Le dermatologue du patient a noté que les traitements avaient été infructueux jusqu’à présent et que les options thérapeutiques avaient été épuisées. Le dermatologue ne connaissait pas les traitements alternatifs et a insisté auprès du patient sur le fait qu’en dehors du cas de son père, il n’y avait aucune preuve de l’efficacité du traitement par 5-FU. Le patient était conscient que le 5-FU systémique n’était pas la norme de soins pour la PPK ; cependant, il était prêt à accepter tous les risques associés au traitement.
Avant de commencer le traitement, le patient pesait 81 kg et ne prenait aucun médicament, y compris des crèmes topiques et des produits en vente libre. Ses antécédents médicaux étaient significatifs pour des problèmes de dos et une herniorrhaphie. Il fumait trois quarts de paquet de cigarettes par jour. Sa mère est morte d’une maladie cardiaque. Ses frères et sœurs étaient vivants et en bonne santé.
Les résultats de laboratoire du patient étaient acceptables pour commencer le traitement. Une ligne de cathéter central inséré par voie périphérique a été placée. Des photos ont été prises des lésions avant le traitement pour documenter une éventuelle réponse. Un traitement unique de 5-FU CI a été institué : 1000 mg/m2 par jour pendant 5 jours via une pompe à perfusion connectée à sa ligne de cathéter. On a demandé au patient de se gargariser quotidiennement avec une solution de peroxyde d’hydrogène à 0,5 %.

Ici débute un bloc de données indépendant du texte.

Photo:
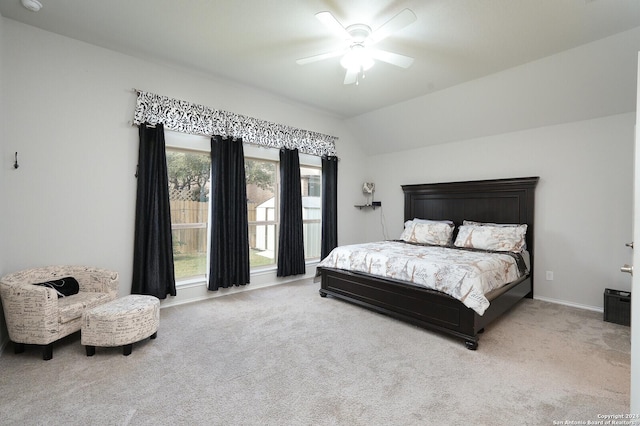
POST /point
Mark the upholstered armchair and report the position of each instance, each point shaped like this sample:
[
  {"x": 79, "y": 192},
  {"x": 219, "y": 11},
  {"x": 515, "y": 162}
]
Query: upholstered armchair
[{"x": 38, "y": 315}]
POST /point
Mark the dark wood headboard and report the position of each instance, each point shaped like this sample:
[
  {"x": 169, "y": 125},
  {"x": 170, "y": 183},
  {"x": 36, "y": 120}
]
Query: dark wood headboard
[{"x": 496, "y": 200}]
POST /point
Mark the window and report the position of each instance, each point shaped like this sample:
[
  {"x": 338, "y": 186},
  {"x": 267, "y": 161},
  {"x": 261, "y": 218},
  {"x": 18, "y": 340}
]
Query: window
[
  {"x": 311, "y": 178},
  {"x": 262, "y": 208},
  {"x": 189, "y": 170},
  {"x": 189, "y": 177}
]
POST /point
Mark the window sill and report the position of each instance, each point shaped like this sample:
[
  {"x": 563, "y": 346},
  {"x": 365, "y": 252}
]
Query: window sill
[{"x": 200, "y": 281}]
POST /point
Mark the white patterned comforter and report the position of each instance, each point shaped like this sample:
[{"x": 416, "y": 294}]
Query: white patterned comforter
[{"x": 462, "y": 274}]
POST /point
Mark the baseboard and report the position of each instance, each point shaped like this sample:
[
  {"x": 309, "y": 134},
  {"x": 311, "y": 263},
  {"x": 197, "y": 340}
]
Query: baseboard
[
  {"x": 197, "y": 291},
  {"x": 3, "y": 345},
  {"x": 574, "y": 305}
]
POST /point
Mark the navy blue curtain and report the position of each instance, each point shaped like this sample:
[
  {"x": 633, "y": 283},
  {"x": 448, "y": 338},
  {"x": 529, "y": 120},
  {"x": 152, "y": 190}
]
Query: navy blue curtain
[
  {"x": 329, "y": 205},
  {"x": 153, "y": 272},
  {"x": 290, "y": 238},
  {"x": 229, "y": 252}
]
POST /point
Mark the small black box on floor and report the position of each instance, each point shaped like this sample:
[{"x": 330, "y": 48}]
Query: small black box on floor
[{"x": 617, "y": 306}]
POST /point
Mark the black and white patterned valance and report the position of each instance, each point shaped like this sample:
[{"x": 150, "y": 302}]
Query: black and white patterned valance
[{"x": 185, "y": 117}]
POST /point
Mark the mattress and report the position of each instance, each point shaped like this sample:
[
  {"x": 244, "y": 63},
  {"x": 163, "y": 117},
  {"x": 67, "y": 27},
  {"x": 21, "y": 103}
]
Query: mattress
[{"x": 465, "y": 274}]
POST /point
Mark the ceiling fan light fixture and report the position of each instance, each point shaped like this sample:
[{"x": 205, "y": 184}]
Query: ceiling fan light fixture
[
  {"x": 32, "y": 5},
  {"x": 357, "y": 59}
]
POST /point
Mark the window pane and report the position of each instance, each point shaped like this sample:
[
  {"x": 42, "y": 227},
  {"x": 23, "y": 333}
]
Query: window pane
[
  {"x": 311, "y": 183},
  {"x": 262, "y": 245},
  {"x": 262, "y": 204},
  {"x": 189, "y": 181}
]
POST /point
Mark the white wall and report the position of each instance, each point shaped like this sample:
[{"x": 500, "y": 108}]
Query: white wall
[
  {"x": 73, "y": 198},
  {"x": 582, "y": 152},
  {"x": 589, "y": 81},
  {"x": 6, "y": 166},
  {"x": 583, "y": 201}
]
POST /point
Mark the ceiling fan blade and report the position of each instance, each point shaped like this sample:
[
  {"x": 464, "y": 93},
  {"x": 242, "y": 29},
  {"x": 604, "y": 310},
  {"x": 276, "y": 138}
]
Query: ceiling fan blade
[
  {"x": 394, "y": 24},
  {"x": 320, "y": 57},
  {"x": 392, "y": 58},
  {"x": 330, "y": 21},
  {"x": 351, "y": 76}
]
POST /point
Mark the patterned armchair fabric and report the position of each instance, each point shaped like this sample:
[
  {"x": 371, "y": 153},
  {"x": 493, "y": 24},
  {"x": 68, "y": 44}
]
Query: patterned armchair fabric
[{"x": 35, "y": 314}]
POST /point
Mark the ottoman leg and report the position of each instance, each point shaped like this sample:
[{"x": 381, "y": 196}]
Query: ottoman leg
[
  {"x": 126, "y": 349},
  {"x": 47, "y": 352}
]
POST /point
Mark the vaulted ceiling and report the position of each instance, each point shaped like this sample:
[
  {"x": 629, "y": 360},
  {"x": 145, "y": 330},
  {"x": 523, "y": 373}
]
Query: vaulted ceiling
[{"x": 257, "y": 42}]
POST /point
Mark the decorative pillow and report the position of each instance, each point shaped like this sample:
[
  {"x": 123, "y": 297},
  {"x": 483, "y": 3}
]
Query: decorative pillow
[
  {"x": 493, "y": 237},
  {"x": 63, "y": 286},
  {"x": 416, "y": 220},
  {"x": 428, "y": 232},
  {"x": 471, "y": 222}
]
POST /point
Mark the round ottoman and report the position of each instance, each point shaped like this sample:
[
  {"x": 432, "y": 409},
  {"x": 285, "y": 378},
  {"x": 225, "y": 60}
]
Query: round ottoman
[{"x": 121, "y": 322}]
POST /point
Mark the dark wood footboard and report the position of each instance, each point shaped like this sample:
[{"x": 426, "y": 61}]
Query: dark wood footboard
[
  {"x": 425, "y": 308},
  {"x": 497, "y": 201}
]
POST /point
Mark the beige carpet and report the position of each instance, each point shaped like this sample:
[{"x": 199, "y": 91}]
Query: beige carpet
[{"x": 285, "y": 356}]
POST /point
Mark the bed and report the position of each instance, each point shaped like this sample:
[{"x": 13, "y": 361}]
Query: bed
[{"x": 502, "y": 201}]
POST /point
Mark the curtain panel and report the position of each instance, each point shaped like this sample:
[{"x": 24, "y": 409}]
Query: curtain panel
[
  {"x": 229, "y": 254},
  {"x": 290, "y": 235},
  {"x": 186, "y": 117},
  {"x": 153, "y": 272},
  {"x": 329, "y": 205}
]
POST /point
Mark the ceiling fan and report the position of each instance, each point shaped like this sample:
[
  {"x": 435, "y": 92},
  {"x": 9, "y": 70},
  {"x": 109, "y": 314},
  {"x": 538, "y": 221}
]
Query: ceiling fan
[{"x": 359, "y": 54}]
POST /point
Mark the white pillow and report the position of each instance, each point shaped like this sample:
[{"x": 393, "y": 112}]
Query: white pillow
[
  {"x": 427, "y": 232},
  {"x": 495, "y": 237}
]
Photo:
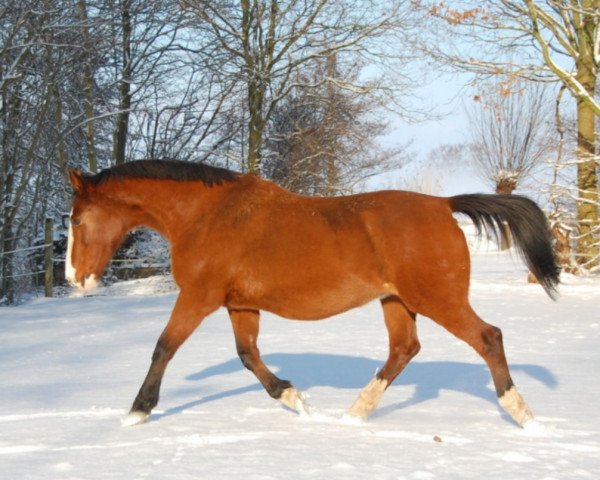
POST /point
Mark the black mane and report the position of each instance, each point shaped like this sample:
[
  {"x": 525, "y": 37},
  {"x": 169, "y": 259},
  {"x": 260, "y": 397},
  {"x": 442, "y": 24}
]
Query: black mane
[{"x": 165, "y": 170}]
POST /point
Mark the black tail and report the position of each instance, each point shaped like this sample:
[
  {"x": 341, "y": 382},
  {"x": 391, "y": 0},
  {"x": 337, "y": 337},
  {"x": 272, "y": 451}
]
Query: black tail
[{"x": 527, "y": 224}]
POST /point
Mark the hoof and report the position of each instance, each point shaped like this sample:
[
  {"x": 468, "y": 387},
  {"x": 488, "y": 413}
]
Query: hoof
[
  {"x": 134, "y": 418},
  {"x": 350, "y": 419}
]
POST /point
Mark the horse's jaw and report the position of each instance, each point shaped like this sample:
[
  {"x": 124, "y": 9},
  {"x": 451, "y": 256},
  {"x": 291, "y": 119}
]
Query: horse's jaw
[{"x": 89, "y": 283}]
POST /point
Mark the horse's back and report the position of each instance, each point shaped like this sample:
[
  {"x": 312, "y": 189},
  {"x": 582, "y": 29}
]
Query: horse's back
[{"x": 325, "y": 255}]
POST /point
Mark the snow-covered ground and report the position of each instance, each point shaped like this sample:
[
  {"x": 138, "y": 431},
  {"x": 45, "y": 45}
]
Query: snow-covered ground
[{"x": 70, "y": 368}]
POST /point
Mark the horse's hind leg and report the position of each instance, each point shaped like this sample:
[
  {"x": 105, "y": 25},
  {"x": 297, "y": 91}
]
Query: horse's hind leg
[
  {"x": 404, "y": 345},
  {"x": 486, "y": 339},
  {"x": 245, "y": 328}
]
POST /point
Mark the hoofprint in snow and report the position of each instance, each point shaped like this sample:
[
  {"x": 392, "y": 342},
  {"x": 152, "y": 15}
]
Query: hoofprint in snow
[{"x": 71, "y": 367}]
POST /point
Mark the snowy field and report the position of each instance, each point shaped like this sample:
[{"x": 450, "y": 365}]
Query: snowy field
[{"x": 72, "y": 366}]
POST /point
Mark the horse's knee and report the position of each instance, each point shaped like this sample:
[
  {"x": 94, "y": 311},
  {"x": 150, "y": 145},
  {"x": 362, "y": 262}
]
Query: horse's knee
[
  {"x": 247, "y": 358},
  {"x": 492, "y": 340}
]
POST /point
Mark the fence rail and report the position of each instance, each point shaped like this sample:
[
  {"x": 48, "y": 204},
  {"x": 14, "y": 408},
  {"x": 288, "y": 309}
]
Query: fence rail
[{"x": 136, "y": 265}]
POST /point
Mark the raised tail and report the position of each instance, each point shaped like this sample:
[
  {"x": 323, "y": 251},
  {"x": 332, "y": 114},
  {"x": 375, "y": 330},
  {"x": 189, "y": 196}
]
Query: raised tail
[{"x": 527, "y": 224}]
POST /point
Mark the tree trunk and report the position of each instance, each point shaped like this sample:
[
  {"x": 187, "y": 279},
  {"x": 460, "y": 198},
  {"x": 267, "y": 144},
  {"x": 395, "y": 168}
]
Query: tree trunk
[
  {"x": 88, "y": 89},
  {"x": 256, "y": 126},
  {"x": 122, "y": 127},
  {"x": 588, "y": 250},
  {"x": 505, "y": 186}
]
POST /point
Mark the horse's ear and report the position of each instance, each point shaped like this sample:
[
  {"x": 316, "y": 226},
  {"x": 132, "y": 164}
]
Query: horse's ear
[{"x": 77, "y": 180}]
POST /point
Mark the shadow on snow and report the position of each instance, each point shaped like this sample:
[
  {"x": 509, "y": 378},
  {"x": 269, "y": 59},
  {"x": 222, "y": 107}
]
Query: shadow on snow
[{"x": 306, "y": 370}]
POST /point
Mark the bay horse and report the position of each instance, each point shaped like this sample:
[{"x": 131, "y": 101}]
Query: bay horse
[{"x": 244, "y": 243}]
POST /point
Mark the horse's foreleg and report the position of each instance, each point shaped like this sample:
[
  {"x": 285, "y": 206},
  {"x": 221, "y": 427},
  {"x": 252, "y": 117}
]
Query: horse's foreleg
[
  {"x": 245, "y": 328},
  {"x": 487, "y": 341},
  {"x": 186, "y": 316},
  {"x": 404, "y": 345}
]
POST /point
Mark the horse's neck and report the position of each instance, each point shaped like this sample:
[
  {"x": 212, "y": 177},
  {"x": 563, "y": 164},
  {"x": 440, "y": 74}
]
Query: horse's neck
[{"x": 164, "y": 206}]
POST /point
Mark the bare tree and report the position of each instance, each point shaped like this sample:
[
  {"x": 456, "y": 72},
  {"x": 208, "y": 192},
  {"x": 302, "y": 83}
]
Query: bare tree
[
  {"x": 260, "y": 45},
  {"x": 540, "y": 40},
  {"x": 322, "y": 140},
  {"x": 511, "y": 132}
]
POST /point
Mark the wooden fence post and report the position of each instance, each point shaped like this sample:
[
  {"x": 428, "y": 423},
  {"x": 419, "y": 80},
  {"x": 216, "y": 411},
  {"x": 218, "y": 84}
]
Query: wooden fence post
[{"x": 49, "y": 250}]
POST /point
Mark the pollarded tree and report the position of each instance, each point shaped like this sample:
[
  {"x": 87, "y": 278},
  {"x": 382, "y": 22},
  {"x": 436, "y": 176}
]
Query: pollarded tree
[
  {"x": 511, "y": 132},
  {"x": 539, "y": 40},
  {"x": 322, "y": 140}
]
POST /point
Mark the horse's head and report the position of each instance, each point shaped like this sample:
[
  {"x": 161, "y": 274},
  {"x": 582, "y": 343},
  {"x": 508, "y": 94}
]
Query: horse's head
[{"x": 95, "y": 232}]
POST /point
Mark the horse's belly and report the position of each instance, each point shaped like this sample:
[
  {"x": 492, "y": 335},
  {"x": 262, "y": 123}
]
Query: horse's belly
[{"x": 312, "y": 300}]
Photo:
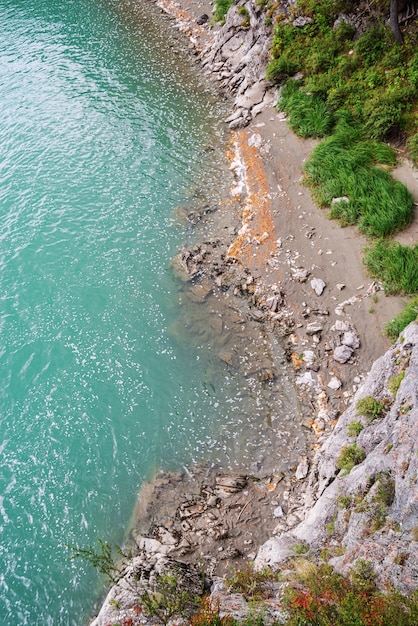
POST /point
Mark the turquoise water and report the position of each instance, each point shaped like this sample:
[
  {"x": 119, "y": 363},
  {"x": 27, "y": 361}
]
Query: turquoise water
[
  {"x": 101, "y": 132},
  {"x": 105, "y": 378}
]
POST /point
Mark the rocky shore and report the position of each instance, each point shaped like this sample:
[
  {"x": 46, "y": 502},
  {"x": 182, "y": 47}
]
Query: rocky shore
[{"x": 299, "y": 277}]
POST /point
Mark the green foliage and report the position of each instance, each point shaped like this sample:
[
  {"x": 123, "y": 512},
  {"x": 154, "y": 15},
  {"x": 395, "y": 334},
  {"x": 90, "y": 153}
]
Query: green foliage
[
  {"x": 243, "y": 11},
  {"x": 301, "y": 548},
  {"x": 345, "y": 165},
  {"x": 280, "y": 69},
  {"x": 370, "y": 408},
  {"x": 321, "y": 597},
  {"x": 349, "y": 457},
  {"x": 354, "y": 429},
  {"x": 108, "y": 560},
  {"x": 221, "y": 9},
  {"x": 395, "y": 381},
  {"x": 395, "y": 265},
  {"x": 412, "y": 145},
  {"x": 363, "y": 576},
  {"x": 401, "y": 321},
  {"x": 165, "y": 599},
  {"x": 253, "y": 584},
  {"x": 375, "y": 78},
  {"x": 308, "y": 114}
]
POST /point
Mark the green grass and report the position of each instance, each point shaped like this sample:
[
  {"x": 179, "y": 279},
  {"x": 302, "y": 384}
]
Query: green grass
[
  {"x": 401, "y": 321},
  {"x": 395, "y": 265},
  {"x": 221, "y": 9},
  {"x": 349, "y": 457},
  {"x": 346, "y": 165},
  {"x": 370, "y": 407},
  {"x": 356, "y": 91},
  {"x": 354, "y": 429},
  {"x": 322, "y": 597}
]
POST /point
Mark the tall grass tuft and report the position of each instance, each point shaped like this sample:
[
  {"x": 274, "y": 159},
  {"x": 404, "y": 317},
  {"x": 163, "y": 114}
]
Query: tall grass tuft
[
  {"x": 401, "y": 321},
  {"x": 308, "y": 114},
  {"x": 346, "y": 165},
  {"x": 395, "y": 265}
]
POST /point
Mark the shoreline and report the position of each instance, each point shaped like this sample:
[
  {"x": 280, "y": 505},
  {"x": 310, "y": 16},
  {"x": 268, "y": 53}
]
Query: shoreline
[{"x": 284, "y": 243}]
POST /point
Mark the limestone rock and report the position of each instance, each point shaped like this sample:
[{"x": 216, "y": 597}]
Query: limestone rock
[
  {"x": 318, "y": 286},
  {"x": 342, "y": 354}
]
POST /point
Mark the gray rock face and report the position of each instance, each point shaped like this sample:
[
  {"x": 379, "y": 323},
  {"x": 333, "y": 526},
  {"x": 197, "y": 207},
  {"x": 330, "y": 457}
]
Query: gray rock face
[
  {"x": 343, "y": 353},
  {"x": 318, "y": 286},
  {"x": 373, "y": 507},
  {"x": 238, "y": 57}
]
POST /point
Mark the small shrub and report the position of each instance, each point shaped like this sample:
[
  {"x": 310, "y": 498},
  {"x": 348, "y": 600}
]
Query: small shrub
[
  {"x": 401, "y": 321},
  {"x": 321, "y": 597},
  {"x": 395, "y": 381},
  {"x": 349, "y": 457},
  {"x": 301, "y": 548},
  {"x": 370, "y": 408},
  {"x": 221, "y": 9},
  {"x": 253, "y": 584},
  {"x": 308, "y": 114},
  {"x": 280, "y": 69},
  {"x": 412, "y": 146},
  {"x": 395, "y": 265},
  {"x": 243, "y": 11},
  {"x": 354, "y": 429},
  {"x": 364, "y": 576}
]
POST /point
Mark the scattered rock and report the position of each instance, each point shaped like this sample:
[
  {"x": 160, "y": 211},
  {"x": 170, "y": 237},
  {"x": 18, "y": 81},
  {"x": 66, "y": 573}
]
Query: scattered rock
[
  {"x": 335, "y": 383},
  {"x": 342, "y": 354},
  {"x": 313, "y": 328},
  {"x": 351, "y": 339},
  {"x": 302, "y": 469},
  {"x": 318, "y": 285}
]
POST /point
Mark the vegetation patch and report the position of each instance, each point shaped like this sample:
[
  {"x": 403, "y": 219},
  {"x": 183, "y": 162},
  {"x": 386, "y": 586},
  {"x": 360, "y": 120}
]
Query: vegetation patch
[
  {"x": 354, "y": 429},
  {"x": 370, "y": 407},
  {"x": 221, "y": 9},
  {"x": 322, "y": 597},
  {"x": 349, "y": 457},
  {"x": 401, "y": 321},
  {"x": 394, "y": 382},
  {"x": 253, "y": 584},
  {"x": 344, "y": 166},
  {"x": 395, "y": 266}
]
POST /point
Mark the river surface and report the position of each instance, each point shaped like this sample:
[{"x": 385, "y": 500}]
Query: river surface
[{"x": 103, "y": 126}]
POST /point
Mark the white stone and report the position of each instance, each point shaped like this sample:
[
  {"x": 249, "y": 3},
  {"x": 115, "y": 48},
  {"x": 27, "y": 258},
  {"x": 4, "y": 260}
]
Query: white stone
[
  {"x": 343, "y": 353},
  {"x": 318, "y": 285},
  {"x": 278, "y": 512},
  {"x": 351, "y": 339},
  {"x": 334, "y": 383}
]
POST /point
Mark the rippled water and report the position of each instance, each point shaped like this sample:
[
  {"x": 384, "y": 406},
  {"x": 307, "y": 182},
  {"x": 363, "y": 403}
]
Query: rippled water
[{"x": 102, "y": 125}]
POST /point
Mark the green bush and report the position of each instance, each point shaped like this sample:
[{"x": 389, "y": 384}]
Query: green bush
[
  {"x": 394, "y": 382},
  {"x": 308, "y": 114},
  {"x": 412, "y": 145},
  {"x": 354, "y": 429},
  {"x": 401, "y": 321},
  {"x": 221, "y": 9},
  {"x": 322, "y": 597},
  {"x": 395, "y": 265},
  {"x": 349, "y": 457},
  {"x": 370, "y": 408},
  {"x": 280, "y": 69}
]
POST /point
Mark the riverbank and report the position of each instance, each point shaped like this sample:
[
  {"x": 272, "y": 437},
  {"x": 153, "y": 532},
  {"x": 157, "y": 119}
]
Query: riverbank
[{"x": 302, "y": 279}]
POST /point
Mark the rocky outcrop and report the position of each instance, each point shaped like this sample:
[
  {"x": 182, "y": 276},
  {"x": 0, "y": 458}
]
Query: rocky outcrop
[
  {"x": 370, "y": 511},
  {"x": 238, "y": 57}
]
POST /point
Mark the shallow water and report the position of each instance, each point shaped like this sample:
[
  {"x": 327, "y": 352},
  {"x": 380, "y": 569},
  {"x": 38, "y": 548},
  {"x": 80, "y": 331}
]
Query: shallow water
[{"x": 102, "y": 125}]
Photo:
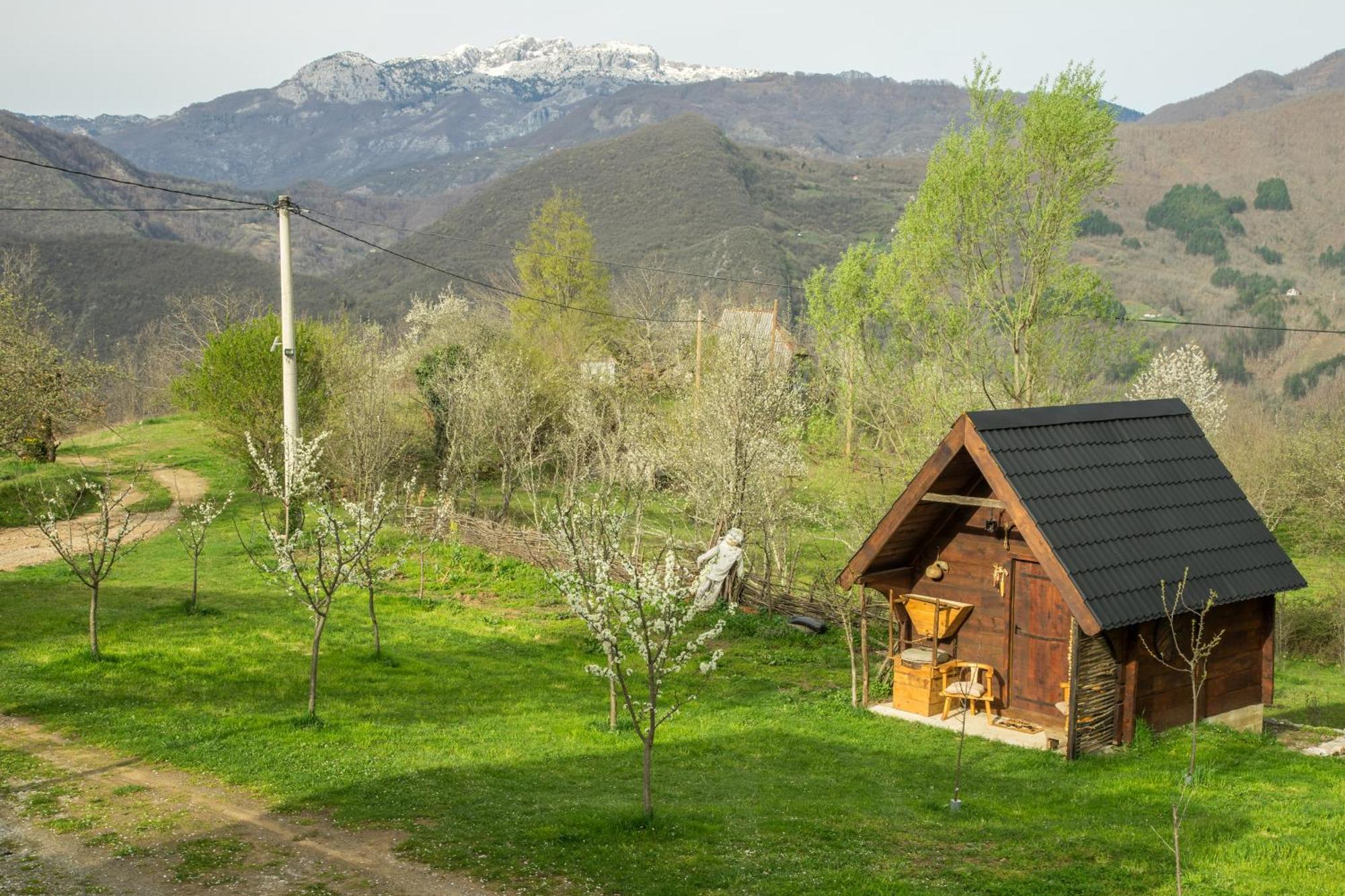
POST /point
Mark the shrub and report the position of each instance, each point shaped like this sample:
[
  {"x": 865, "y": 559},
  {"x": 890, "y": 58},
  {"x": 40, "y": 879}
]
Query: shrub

Le patient a toléré le premier cours de 5-FU sans incidence. Hormis une fatigue mineure et une légère mucosite, il n’a pas ressenti d’effets secondaires particuliers, bien qu’il ait remarqué que ses pieds étaient plus douloureux que d’habitude. L’examen physique a révélé un léger érythème sur ses mains, et certaines des lésions qui avaient auparavant la couleur de la peau étaient maintenant violacées et érythémateuses.